3.3. Functional and clinical significance of APOBEC3B and the associated genes in breast cancer
After analyzing the APOBEC3B related genes and the pathways including the mutated genes and the altered functions because of mutation, we have analyzed the overall list of genes which are showing clinical significance in terms of overall patients survival (Fig. 3). Here, top 100 genes have been presented (Fig. 3a) followed by the respective p-values, panther protein classes for these top-ranked genes (Fig. 3b) have been shown also, and finally the associated pathways and the top-ranked gens as a network have also been shown (Fig. 3c). In terms of overall survival, MCTS1, OVOS2, MAPT-IT1, ATG4A, SLC16A2, SLC35A2, VDAC1, TBC1D24, RP11-214F16.8, and PDP1 are showing extremely high significance. From panther protein classification, majority of these top-ranked genes mainly belong to metabolite interconversion enzyme, transporter, protein modifying enzyme, defense/immunity protein, gene-specific transcriptional regulator, and membrane traffic protein classes. Most of the clinically significant genes belong to the above mentioned protein classes where metabolite interconversion enzyme has highest number of the genes followed by transporter, and protein modifying protein classes (Fig. 3b). From the network of these top-ranked genes and the associated functions, CD40LG appears to control the 10 pathways and most of them belong to immune signaling.
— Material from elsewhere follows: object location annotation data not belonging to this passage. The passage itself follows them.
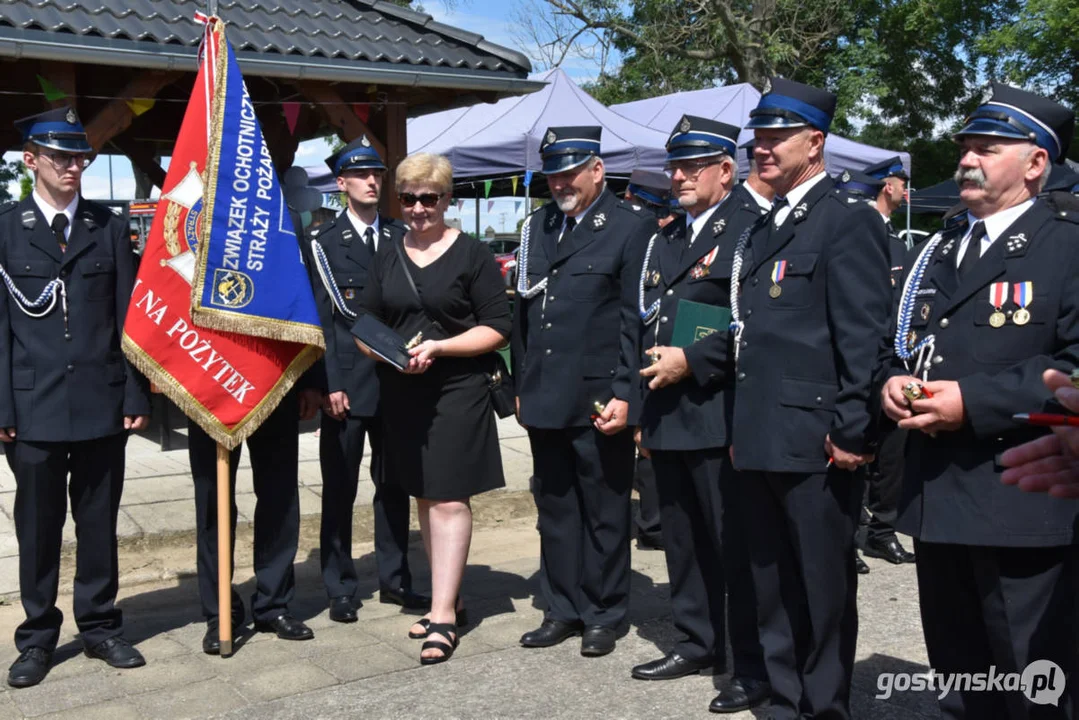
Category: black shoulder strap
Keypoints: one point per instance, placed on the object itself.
(411, 283)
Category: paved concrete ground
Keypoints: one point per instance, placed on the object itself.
(371, 669)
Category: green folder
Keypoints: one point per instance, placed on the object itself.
(694, 321)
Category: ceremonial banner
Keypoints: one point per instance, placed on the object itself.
(227, 381)
(248, 275)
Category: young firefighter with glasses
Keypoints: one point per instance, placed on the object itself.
(67, 395)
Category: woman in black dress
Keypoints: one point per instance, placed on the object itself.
(440, 442)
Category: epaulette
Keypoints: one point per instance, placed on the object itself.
(1065, 205)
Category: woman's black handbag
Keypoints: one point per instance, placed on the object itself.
(499, 381)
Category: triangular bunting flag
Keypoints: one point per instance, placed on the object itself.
(52, 92)
(291, 116)
(140, 105)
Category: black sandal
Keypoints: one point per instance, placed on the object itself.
(424, 623)
(447, 630)
(462, 620)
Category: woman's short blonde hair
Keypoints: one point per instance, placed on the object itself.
(425, 168)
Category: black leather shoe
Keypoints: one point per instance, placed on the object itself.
(550, 633)
(649, 543)
(597, 640)
(30, 668)
(888, 549)
(212, 641)
(343, 609)
(405, 597)
(118, 653)
(286, 627)
(740, 694)
(669, 667)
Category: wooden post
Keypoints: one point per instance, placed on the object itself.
(223, 552)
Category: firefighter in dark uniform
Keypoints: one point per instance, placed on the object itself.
(876, 529)
(992, 302)
(684, 294)
(67, 395)
(347, 245)
(810, 320)
(575, 363)
(651, 190)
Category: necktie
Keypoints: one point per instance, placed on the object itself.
(59, 225)
(778, 204)
(973, 249)
(571, 222)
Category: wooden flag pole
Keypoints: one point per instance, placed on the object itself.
(223, 552)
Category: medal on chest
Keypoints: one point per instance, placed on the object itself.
(778, 272)
(1023, 296)
(998, 293)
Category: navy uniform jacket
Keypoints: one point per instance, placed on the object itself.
(577, 342)
(694, 413)
(74, 385)
(952, 488)
(346, 368)
(809, 364)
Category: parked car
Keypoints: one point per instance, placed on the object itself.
(505, 255)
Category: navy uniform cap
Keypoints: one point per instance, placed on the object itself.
(791, 104)
(57, 130)
(890, 167)
(748, 147)
(565, 148)
(651, 187)
(700, 137)
(1015, 113)
(357, 154)
(859, 184)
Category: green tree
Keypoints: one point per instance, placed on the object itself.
(1040, 48)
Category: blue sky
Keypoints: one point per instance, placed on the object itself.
(495, 19)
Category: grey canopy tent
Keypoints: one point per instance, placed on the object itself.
(732, 105)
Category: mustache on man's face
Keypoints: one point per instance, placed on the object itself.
(970, 175)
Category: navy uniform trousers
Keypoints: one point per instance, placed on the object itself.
(801, 532)
(41, 470)
(274, 454)
(340, 452)
(583, 480)
(708, 558)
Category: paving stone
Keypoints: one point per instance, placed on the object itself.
(194, 701)
(161, 674)
(369, 662)
(282, 681)
(54, 695)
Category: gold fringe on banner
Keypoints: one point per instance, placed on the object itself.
(220, 320)
(230, 437)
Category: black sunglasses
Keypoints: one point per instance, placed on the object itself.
(428, 200)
Among the overall functions associated with these top-ranked genes, majority of these pathways are known and well-established that they control major human diseases multiple types of cancers including breast cancer, neurodegenerative diseases, diabetes, and infection diseases (Fig. 3c). Thus leading to the conclusion that immune system and its critical components are mainly affected as a result of breast cancer. Moreover, we have also presented a supplementary data where the clinical details have been presented (Supplementary data S3).